Another mate produced a spare Claret & Blue scarf which was promptly tied around my neck. Something I was quite pleased with in the end as there would be over 23,000 Claret & Blue adorned fans there that day.
We parked the Cambridge in the side street about a quarter of a mile from the Stadium, and all six of us got out, there weren’t any strict seating regulations in those days.
There was a murmur amongst my friends and some were pointing, when I looked, there was a smart Jaguar heading towards us and a mate waved and got a reply from the driver, who turned out to be one of the West Ham full-backs, Frank Lampard Senior.

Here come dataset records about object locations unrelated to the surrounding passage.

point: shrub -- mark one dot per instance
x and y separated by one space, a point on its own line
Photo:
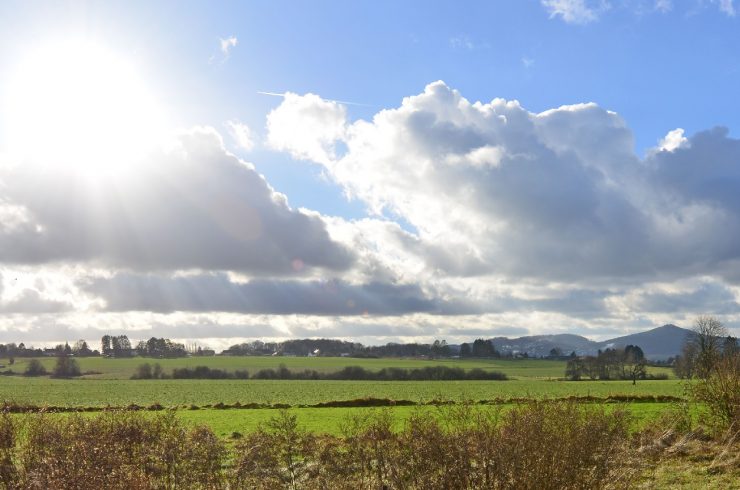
66 367
35 368
118 450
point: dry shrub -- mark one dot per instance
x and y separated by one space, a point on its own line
275 456
8 473
118 450
719 389
538 446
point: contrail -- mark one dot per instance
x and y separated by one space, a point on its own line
275 94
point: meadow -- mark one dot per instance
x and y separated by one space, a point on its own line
110 386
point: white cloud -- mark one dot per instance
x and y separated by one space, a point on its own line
574 11
673 140
307 127
462 41
194 206
664 5
241 135
727 7
558 195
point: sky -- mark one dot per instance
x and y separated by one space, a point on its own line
373 171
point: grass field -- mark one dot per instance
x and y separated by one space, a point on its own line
124 368
529 379
330 420
90 392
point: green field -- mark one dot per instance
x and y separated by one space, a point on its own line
530 379
170 393
330 420
124 368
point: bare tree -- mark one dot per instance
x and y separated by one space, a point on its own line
709 333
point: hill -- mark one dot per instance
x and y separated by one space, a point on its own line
658 343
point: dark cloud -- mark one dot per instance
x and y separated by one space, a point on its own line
215 292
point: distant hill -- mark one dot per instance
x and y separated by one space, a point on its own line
658 343
541 345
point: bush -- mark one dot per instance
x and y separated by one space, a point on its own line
35 368
118 450
66 367
539 445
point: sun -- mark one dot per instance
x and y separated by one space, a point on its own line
77 106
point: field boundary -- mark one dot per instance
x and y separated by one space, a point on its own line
11 407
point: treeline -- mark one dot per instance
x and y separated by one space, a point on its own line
120 346
341 348
627 363
463 447
78 349
352 373
338 348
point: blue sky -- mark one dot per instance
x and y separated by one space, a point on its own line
658 69
654 65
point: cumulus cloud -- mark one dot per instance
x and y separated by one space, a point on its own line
708 296
194 206
307 127
574 11
554 196
217 292
241 134
726 7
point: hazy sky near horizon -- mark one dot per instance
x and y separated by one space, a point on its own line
378 171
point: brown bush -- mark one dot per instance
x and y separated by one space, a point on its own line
117 450
538 445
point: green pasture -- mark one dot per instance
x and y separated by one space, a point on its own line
331 420
124 368
226 422
102 392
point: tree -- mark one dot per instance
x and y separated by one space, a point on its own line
718 371
707 336
105 345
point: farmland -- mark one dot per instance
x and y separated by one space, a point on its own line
111 386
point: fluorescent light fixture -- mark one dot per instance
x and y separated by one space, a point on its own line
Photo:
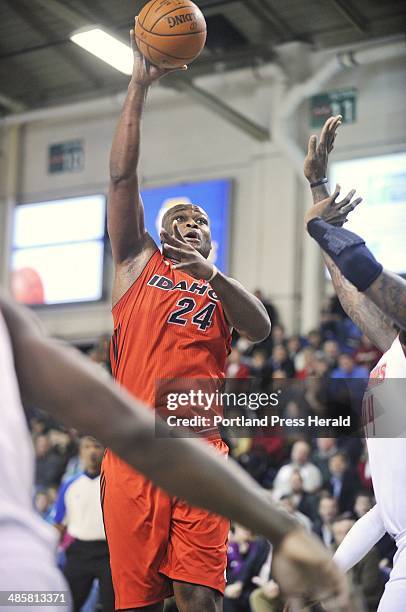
106 47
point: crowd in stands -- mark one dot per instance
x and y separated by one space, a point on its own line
323 481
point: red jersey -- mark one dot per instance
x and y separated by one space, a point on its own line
167 325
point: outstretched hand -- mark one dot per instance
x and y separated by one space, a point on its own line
187 258
315 165
331 211
145 73
306 573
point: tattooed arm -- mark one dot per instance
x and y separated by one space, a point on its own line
369 314
360 307
388 293
365 314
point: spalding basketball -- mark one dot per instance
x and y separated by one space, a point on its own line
170 33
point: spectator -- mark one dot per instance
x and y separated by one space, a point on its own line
367 355
78 510
343 483
43 505
323 526
278 334
302 501
294 346
321 367
235 367
365 575
300 461
49 464
331 352
246 555
304 363
286 502
314 338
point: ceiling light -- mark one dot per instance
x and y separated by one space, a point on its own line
106 47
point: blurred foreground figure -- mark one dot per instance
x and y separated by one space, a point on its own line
69 387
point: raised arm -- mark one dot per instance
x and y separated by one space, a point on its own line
365 314
131 244
388 293
69 387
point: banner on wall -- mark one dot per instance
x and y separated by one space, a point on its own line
213 196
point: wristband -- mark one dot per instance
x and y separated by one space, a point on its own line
348 251
215 272
318 183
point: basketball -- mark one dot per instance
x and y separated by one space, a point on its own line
170 33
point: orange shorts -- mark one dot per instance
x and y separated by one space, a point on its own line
154 539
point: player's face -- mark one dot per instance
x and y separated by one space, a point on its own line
193 224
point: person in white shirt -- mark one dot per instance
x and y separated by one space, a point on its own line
375 300
78 512
59 380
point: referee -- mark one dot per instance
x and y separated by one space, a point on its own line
78 514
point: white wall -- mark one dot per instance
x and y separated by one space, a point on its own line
184 142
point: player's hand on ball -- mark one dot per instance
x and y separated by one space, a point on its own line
331 211
305 572
145 73
186 256
315 165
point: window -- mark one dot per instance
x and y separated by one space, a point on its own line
58 251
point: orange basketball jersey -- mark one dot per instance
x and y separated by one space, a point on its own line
167 325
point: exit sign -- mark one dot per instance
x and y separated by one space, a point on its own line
339 102
66 157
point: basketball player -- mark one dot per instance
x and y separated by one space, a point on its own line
375 299
173 313
72 390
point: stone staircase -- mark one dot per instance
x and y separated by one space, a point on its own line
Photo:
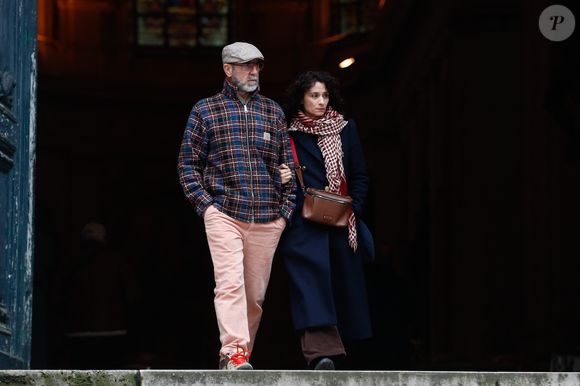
280 378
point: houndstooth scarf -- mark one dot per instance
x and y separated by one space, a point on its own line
327 129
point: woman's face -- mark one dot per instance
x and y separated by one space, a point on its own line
315 101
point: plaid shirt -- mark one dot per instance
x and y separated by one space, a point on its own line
230 155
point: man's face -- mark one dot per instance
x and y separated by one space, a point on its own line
245 76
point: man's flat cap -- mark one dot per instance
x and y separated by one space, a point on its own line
240 52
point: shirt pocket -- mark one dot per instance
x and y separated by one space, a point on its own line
266 139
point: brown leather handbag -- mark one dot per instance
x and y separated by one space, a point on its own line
321 206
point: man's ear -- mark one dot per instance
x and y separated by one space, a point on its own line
228 69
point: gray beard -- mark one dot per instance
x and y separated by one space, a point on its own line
247 88
244 87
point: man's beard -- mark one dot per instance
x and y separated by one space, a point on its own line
244 86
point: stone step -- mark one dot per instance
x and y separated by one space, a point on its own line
280 378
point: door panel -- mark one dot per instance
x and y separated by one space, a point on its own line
17 124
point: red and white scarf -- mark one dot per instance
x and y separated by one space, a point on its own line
327 129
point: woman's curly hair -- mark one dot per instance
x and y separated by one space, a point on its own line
295 92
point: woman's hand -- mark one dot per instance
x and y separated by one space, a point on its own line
285 173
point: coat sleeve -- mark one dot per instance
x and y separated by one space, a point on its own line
357 176
288 189
191 163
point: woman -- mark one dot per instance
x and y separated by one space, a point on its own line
327 288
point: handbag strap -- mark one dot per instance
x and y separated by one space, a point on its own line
297 166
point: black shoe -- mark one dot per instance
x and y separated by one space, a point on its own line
324 363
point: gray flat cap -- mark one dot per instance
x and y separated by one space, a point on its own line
240 52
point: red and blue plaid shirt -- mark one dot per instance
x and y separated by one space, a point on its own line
230 155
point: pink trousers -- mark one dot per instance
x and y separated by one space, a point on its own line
242 256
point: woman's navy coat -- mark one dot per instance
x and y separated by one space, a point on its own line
327 285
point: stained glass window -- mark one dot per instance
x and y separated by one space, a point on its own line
182 23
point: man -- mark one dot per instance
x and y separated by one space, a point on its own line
233 144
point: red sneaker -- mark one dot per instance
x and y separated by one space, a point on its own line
236 361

My mates were all excited about the encounter, but I was yet to be impressed. All that was about to change, however, we turned a corner and in my field of vision were two imposing figures of the South Bank Floodlights.
The stands then loomed in to view and I was beginning to sense an atmosphere and air of occasion. Most fans will talk about the smell of hot dogs and when that happens to me, wherever I am, it reminds me of my first ever game at the Boleyn Ground.
More fans joined us in our approach and walking down Green Street, we passed stalls that were selling scarves, hats, badges and food and sweets. We bought a programme for 15p, a far cry from today’s £3.50.
Getting into the ground was only a few pounds and we entered a part of the stadium behind the East Stand, where the pitch wasn’t yet visible.
We went up a short flight of concrete stairs and then I got the view that I and been waiting for.
After hundreds of games on the Big Match and Match of the Day, I was finally able to see a live game. The noise was increasing, especially from behind both goals. The players came out to the Bubbles song and the atmosphere was building nicely.
A crescendo of noise supported the kick-off and the match began. I was constantly looking around the stands at supporters and taking everything in.
During one of these episodes, I heard a big cheer and I immediately thought West Ham had scored, but when I looked I realised the ref had given a penalty and then there was an even bigger cheer. When Bryan ‘Pop’ Robson converted.
This was to be a very topsy-turvy game, two goals from the brilliant Alan Devonshire twice equalising, meant the game ended 3-3, but I was captivated and completely hooked to live football and with West Ham, I was completely hooked, line and sinker”.